Гриб повествовал детдомовцам какую-то городскую, начатую еще без Кольки историю.
— Загнал он меня в угол и, как гирей, охаживает у канатов. Все, думаю, кранты. И уже круги в глазах розовые. А, думаю, пропадать, так с музыкой, и апперкотом ему снизу под дых. Он и лапки кверху. Нокаут чистейшей воды. Тридцать минут откачивали. — Гриб выразительно посмотрел на Лену и поиграл мускулами под рубашкой. Колька съежился, будто Гриб отправил в нокаут не того, незнакомого ему парня, а его самого. Тошнота подкатила к горлу, сердце вырвалось из груди и, охваченное воздухом и жарким солнцем, затрепыхалось, обмякло, обливаясь липким потом. А Сеня добивал его апперкотом — достал из широченной штанины пачку «Бокса», ловко выщелкнул из нее папиросу-гвоздик, прикурил, пустил на Лену одно за другим три колечка дыма и подмигнул ей. Ткнул пальцем со сбитым черным ногтем в коричневенькие буковки на пачке. — Боевой орган комсомольской сатиры.
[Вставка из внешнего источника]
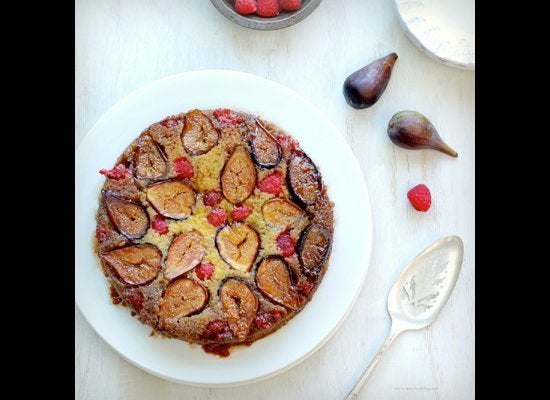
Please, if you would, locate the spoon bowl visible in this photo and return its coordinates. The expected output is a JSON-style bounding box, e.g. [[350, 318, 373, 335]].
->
[[388, 236, 464, 329], [346, 236, 464, 400]]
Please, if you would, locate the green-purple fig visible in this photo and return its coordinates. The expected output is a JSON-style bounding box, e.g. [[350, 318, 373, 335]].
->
[[344, 53, 397, 109], [388, 111, 458, 157]]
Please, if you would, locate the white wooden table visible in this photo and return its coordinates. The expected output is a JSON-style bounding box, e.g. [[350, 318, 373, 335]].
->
[[75, 0, 475, 400]]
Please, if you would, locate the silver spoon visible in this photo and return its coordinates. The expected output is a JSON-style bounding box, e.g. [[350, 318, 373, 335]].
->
[[346, 236, 464, 400]]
И снова пустил три колечка дыма, утопил пачку в штанине. «Чего он выдрючивается? — подумал Колька. — Он же знает про меня и Лену. Я же рассказывал ему обо всем еще три года назад». И Летечке стало стыдно, что он, когда Гриб был еще в детдоме, доверился ему. Нашел кому доверяться, боксеру. И стыд его был липкий, мучительный. Он проклинал себя за откровенность, за этот некий даже страх, вдруг нахлынувший на него, хотел сказать что-то резкое Грибу и не мог открыть рта. Почувствовал себя беспомощным и хилым по сравнению с Грибом. У него не было никогда и не будет таких шикарных штанов, и он не может курить, не может выпускать такие красивые кольца дыма. Он никогда не сможет стать боксером. И Лена, конечно же, совершенно права, что смотрит сейчас только на Сеню, как он курит, пускает дым из носа и изо рта. А его место в изоляторе. Надо встать и уйти, отступиться от Лены незаметно, с достоинством, пока не наделал глупостей, пока не раскрылся еще, завязан, зашит рот. Но Летечка уже опоздал отступить с достоинством. Рот расшился сам, раньше, чем он осознал это.